Plot is a high-level library created by the same person who created D3. It allows you to quickly create meaningful and customizable visualizations. Plot employs a grammar of graphics, a way of describing and systematizing chart creation. It provides key concepts like marks, scales, transforms, and facets to create powerful and complex graphs. The library's defaults make layout decisions for you, simplifying the process of visualizing data.

So plot like Observable was created by the same person who created the library D3 if folks have heard of that or encountered that, seeing some nods.

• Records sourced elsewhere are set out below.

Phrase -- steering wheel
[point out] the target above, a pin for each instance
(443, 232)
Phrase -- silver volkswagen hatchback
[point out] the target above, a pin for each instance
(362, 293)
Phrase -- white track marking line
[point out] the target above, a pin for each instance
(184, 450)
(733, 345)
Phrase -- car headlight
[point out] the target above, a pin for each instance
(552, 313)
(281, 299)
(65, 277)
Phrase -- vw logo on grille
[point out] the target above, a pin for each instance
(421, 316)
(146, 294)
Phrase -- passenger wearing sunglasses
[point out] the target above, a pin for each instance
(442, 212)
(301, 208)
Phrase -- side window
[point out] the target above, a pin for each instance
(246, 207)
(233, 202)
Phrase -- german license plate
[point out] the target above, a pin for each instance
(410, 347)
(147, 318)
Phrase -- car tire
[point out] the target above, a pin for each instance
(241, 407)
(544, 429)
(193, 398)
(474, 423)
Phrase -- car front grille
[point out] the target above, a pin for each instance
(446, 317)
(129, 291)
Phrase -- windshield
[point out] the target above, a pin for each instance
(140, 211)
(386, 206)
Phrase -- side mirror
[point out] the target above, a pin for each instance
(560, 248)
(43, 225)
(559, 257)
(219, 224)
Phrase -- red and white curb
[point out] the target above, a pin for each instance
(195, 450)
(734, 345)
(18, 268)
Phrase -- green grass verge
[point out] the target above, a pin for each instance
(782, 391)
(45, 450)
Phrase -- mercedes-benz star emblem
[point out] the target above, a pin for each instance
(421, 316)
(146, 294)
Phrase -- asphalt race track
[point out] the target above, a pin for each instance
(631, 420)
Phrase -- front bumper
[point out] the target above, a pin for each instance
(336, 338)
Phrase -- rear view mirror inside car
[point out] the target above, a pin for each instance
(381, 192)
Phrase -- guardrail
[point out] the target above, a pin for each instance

So Mike Bostock, who is also a CTO at Observable and some of our other teammates at Observable put together this awesome DataVis library that was released open source earlier this year.

And plot is a very high level library. So it allows you to really quickly get a meaningful chart up and running while at the same time giving you the flexibility to be able to customize and build exactly the right type of visualization that you need for your purposes as opposed to choosing one out of a limited set of options out of the box.

So how it does this is thanks to a very simple and yet very powerful API that is built on the notion of something called a grammar of graphics. So this is a way of thinking about describing and systematizing how we can put together a chart, pretty much any kind of chart we can imagine, from a few basic concepts.

And this is something that's been around in the data vis world for a long time, so we've got, like, experts and tons of decades of research in data vis kind of baked into this grammar of graphics. And then, PLOT itself employs this grammar of graphics, but implements it on top of D3. So we've also got Mike and the rest of the D3 teams, decade of experience building SVG-based visualizations for the web, all baked into this library.

So it's essentially like having a little data vis expert friend in your pocket that can just help you figure out the best chart to build. And so how it does that is by means of a few key concepts. We're not going to go in detail into all of them. You could read all about it. But there are things like marks, which are the visual elements we see on the page. This might be a bar. It might be a line. It might be dots in a scatter plot. There are scales, which are essentially functions that transform the values that I have in my data set, so in my data space, into values in the actual visual representation.

So this might be taking those frequency numbers and turning them into pixels of how high the bar is going to be on the screen. A couple of features we're not going to talk too much about, but are super useful for creating more custom visualizations, things like transforms, so we can do aggregations, like sum, mean, that sort of thing, and facets, which allow you to take a data vis and split it up into smaller subvisualizations that each focus on a subset of the data.

So with these just few concepts, which don't take too long to wrap your head around, you can actually create really powerful and really complex graphs that totally fit whatever your needs are. But at the same time, you can allow the defaults built into Plot to kind of make a lot of the decisions for you, so that you don't need to learn everything there is to know about how to perfectly lay out things on the screen.

So let's take a look at what it actually feels like to write some Plot. Hopefully, folks can read this okay in the back. I'm going to take that as a yes. Okay. So what I've got here is some data about these letters and their relative frequency. So I've got an array of little data objects, datums, that have a letter and a frequency property. To create a Plot, it is a simple call to the Plot method on this sort of capital P Plot object, which is going to create an SVG. And this SVG is super boring.